Many summers ago, when I was young and much more energetic, I was trained by the Agriculture Department of the State of California to detect Dutch Elm Disease. Identifying Dutch Elm Disease was drilled into me, and I spent four months scouring bay area neighborhoods looking for trees with evidence of the disease. I can still identify all five types of elm trees, and am pretty good at ascertaining which elm trees might be ailing from Dutch Elm Disease.

I can spot an elm tree two blocks away. I can identify Dutch Elm Disease without a lab test. I was trained 30 years ago, and I am still as good as ever.

For the uninitiated, there is no such thing as a "Dutch Elm Tree". There are European Elms, American Elms, Chinese Elms, Japanese Elms and Silberian Elms, but no Dutch Elm Trees. Various types of elms trees have been planted in the Greater San Francisco Bay Area over the years, and there are a few in my Willow Glen neighborhood.

On my daily walk to downtown Willow Glen, on the corner of Lincoln and Pine, are two large stately European elm trees. One, leafless, is clearly dead; the other one is clearly ailing, the leaves at the crest of the tree brown and dry and curled, clear symptoms of the dreaded Dutch Elm Disease.

I ran into the neighbor who owns the two trees.
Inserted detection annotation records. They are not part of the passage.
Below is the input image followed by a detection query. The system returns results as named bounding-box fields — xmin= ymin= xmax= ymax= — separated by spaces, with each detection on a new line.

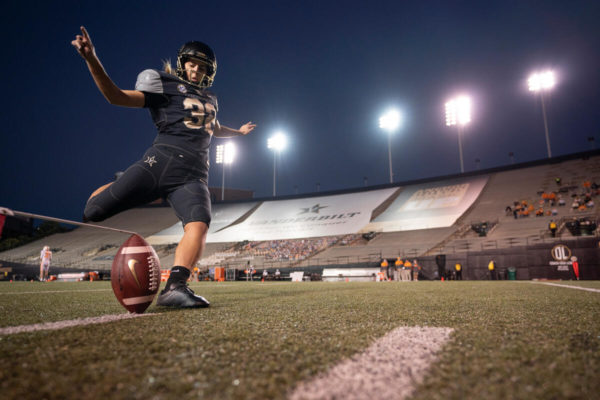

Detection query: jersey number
xmin=183 ymin=97 xmax=217 ymax=130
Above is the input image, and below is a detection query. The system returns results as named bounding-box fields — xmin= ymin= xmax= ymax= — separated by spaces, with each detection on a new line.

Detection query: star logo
xmin=300 ymin=204 xmax=327 ymax=214
xmin=144 ymin=156 xmax=158 ymax=167
xmin=127 ymin=259 xmax=142 ymax=288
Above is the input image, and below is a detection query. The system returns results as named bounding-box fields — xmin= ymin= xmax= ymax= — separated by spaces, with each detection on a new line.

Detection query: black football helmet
xmin=177 ymin=41 xmax=217 ymax=88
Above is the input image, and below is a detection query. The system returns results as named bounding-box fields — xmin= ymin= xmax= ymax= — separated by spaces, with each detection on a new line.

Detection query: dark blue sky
xmin=0 ymin=1 xmax=600 ymax=219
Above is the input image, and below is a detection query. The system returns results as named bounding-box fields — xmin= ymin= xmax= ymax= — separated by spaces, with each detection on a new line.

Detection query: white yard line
xmin=528 ymin=281 xmax=600 ymax=293
xmin=289 ymin=327 xmax=452 ymax=400
xmin=0 ymin=314 xmax=157 ymax=335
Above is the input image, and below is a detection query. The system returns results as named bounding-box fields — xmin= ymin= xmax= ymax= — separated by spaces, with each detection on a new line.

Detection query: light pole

He seemed sympathetic. The trees both need to be cut down before the disease spreads, via an elm beetle that flies from tree to tree.
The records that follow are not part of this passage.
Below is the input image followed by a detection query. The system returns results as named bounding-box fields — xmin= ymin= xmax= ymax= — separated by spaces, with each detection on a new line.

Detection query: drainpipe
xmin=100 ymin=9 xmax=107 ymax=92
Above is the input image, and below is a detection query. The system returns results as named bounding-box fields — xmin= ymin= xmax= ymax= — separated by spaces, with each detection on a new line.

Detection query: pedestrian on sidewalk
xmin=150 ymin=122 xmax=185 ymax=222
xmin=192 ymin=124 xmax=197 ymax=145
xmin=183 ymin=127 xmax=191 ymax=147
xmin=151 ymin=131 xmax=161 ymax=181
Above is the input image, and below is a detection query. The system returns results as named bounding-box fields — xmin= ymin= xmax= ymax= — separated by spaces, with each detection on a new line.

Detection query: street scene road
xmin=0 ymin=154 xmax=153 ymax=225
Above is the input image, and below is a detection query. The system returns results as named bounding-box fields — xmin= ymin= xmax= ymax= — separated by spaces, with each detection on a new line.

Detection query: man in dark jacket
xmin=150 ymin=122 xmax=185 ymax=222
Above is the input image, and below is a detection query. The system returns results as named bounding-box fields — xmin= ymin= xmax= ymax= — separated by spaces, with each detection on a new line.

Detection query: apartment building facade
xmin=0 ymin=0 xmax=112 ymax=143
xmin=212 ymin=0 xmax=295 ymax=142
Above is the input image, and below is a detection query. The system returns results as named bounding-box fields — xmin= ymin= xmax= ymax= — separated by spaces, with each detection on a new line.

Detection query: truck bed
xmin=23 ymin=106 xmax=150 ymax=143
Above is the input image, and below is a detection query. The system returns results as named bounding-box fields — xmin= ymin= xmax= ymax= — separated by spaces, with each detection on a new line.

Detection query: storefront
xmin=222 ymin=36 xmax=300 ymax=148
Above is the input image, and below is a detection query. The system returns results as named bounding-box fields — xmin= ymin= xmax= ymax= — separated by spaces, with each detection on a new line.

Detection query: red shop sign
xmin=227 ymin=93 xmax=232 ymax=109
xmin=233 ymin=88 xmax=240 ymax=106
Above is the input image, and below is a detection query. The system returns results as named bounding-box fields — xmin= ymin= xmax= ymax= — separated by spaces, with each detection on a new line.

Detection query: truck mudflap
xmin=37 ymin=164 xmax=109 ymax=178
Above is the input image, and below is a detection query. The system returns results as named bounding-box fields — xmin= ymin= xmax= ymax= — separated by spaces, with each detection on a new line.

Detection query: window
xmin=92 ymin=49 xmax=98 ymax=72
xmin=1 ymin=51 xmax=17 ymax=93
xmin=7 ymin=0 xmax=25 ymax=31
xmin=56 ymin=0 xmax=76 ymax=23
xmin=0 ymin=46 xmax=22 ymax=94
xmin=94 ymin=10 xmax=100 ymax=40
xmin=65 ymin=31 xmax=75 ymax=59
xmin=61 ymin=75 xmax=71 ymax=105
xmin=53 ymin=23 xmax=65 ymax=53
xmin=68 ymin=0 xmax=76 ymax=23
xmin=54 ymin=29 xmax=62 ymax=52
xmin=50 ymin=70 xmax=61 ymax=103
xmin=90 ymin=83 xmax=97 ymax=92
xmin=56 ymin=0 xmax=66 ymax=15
Perhaps now, 30 years later, there are ways to treat Dutch Elm Disease. Unfortunately, a dead tree is still a dead tree. And dead elm wood is still dead elm wood. Unfortunately, guess where elm beetles like to breed?

So if you have an elm tree, keep it pruned to remove the dead wood. And if the leaves on your tree are turning brown prematurely, get an expert opinion as soon as possible. If you act quickly, you might not have to take the drastic step of cutting down your tree.